In some hospitals, coded is a euphemism for “died” (“That woman in 304 coded last night”), drawing on the code nomenclature commonly used in this setting, such as “Code Blue” for heart failure. One doctor was startled to hear “demise” used as a verb when he was told that a patient had demised. Professionally speaking, doctors’ patients don’t die, they experience a negative outcome, one that might have resulted from a therapeutic misadventure. Most often, doctors, like the rest of us, simply say a patient went (“she went peacefully”) or that they’ve lost a patient. The latter led one immigrant doctor to observe how odd this seemed to him when h
e arrived in the United States: “I wanted to say, ‘Well, we didn’t really lose your husband,’ ” this oncologist told medical researcher James Sexton. “ ‘We know where he is. It’s just that he’s not breathing any more.’ ”

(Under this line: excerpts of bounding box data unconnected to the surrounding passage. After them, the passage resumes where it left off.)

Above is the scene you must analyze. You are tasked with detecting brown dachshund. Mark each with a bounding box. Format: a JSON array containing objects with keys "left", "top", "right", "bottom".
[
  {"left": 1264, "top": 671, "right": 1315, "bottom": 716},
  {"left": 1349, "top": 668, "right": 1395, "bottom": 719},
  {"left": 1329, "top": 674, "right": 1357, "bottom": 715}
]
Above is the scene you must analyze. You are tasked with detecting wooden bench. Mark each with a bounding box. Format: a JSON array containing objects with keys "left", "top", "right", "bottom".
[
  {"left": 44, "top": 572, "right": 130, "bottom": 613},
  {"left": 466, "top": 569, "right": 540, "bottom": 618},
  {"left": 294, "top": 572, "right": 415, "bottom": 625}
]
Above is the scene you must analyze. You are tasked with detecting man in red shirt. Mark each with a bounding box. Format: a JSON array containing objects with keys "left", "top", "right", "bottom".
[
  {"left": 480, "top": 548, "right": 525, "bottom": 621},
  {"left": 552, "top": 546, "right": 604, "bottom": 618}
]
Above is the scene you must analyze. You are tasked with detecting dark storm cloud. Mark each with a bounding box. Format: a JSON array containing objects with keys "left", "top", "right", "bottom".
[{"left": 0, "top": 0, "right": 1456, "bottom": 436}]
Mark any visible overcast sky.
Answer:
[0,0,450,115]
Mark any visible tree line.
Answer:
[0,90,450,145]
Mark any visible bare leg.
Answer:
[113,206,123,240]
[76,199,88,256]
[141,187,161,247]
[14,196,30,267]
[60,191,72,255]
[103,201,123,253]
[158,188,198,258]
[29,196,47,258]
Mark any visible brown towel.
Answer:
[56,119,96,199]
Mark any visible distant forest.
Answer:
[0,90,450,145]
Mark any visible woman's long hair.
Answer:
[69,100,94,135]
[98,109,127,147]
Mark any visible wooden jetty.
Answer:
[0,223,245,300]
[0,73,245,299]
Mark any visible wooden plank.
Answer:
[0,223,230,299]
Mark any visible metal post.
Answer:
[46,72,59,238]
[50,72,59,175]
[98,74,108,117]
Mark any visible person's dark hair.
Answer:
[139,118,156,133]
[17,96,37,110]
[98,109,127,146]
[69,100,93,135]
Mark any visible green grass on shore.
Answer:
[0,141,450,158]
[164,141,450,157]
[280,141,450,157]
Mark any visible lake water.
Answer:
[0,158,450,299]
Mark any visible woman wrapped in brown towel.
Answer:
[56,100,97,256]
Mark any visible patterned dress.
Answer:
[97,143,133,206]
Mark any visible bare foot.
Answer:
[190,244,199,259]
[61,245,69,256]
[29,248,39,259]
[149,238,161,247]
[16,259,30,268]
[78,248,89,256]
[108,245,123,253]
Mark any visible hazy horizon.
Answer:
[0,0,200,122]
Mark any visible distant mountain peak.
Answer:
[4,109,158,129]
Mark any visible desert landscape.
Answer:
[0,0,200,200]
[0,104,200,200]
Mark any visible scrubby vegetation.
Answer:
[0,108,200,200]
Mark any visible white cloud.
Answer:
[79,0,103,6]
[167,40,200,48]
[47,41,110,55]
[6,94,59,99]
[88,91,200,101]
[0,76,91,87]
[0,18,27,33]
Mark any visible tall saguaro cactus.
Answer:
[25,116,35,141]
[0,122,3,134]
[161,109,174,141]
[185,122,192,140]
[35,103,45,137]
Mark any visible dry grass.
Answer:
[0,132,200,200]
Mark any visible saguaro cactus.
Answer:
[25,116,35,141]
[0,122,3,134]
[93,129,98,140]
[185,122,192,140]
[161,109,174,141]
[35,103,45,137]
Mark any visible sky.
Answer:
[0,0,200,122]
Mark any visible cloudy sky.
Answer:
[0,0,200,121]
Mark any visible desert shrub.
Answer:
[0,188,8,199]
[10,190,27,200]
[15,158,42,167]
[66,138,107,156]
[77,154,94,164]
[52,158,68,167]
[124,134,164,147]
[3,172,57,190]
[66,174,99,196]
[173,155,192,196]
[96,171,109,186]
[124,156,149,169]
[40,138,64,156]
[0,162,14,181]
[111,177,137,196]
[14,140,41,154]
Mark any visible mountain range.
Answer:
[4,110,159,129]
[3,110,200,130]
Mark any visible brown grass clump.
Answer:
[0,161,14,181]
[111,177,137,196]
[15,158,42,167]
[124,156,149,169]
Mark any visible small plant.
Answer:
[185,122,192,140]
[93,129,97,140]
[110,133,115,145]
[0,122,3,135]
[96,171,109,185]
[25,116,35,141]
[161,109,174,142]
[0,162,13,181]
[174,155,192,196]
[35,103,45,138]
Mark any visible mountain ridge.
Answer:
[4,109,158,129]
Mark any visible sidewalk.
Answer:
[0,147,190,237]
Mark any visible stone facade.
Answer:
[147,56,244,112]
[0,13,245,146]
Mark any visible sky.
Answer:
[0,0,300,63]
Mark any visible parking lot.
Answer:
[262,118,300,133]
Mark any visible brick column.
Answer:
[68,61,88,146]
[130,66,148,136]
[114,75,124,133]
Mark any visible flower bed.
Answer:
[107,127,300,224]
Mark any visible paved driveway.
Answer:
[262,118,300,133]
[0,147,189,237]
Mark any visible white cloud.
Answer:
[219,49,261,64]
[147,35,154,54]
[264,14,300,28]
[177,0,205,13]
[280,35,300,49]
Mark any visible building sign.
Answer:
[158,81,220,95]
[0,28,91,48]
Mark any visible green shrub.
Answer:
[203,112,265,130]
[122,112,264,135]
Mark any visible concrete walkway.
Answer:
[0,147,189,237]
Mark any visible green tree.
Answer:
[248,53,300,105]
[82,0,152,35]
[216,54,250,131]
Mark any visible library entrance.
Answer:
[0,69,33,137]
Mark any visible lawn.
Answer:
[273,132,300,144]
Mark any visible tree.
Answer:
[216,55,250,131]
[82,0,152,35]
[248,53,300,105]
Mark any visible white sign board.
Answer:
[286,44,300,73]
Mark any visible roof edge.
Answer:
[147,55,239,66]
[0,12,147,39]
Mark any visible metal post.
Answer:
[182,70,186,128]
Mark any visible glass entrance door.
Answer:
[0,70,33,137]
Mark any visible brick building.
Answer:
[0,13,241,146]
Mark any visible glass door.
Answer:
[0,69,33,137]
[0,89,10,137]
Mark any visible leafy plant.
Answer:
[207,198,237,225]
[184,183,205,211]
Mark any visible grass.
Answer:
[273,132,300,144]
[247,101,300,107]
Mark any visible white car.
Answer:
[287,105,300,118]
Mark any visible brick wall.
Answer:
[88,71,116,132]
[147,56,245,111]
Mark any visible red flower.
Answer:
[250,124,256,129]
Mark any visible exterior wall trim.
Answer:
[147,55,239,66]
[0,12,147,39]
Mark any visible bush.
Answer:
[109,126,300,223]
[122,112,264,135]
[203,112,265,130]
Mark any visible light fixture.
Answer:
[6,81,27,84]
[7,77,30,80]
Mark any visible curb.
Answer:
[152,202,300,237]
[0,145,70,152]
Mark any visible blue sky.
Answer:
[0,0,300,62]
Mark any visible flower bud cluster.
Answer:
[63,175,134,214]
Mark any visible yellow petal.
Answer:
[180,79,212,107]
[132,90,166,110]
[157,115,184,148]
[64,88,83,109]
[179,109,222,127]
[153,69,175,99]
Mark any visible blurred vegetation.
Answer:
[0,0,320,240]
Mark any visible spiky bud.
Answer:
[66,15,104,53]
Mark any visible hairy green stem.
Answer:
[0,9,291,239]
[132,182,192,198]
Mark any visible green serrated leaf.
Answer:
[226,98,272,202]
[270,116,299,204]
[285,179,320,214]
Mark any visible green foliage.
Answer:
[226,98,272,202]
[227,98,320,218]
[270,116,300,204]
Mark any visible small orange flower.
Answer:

Through liberal use of euphemisms, doctors shield both patients and themselves from trauma. Thoughtful physicians recognize that the many evasive expressions they use for disease, dying, and death are for their own benefit as much as that of their patients. As one put it, “Euphemisms… mitigate the macabre, but more for practitioners than for patients.” Surprisingly, studies have found that physicians are more afraid of dying than the average person. It has even been suggested that studying medicine can be a counterphobic way to deal with this fear. In the words of one young doctor, “I think it is the innate fear of one’s own death that draws a person into medicine because he feels that it is as close as he can come to conquering it.” Practicing medicine gives physicians powerful tools to try, particularly a sense of scientific detachment in the face of death as well as a sanitized vocabulary to discuss this issue. In the ways they talk of dying, doctors are no less euphemistic than the rest of us.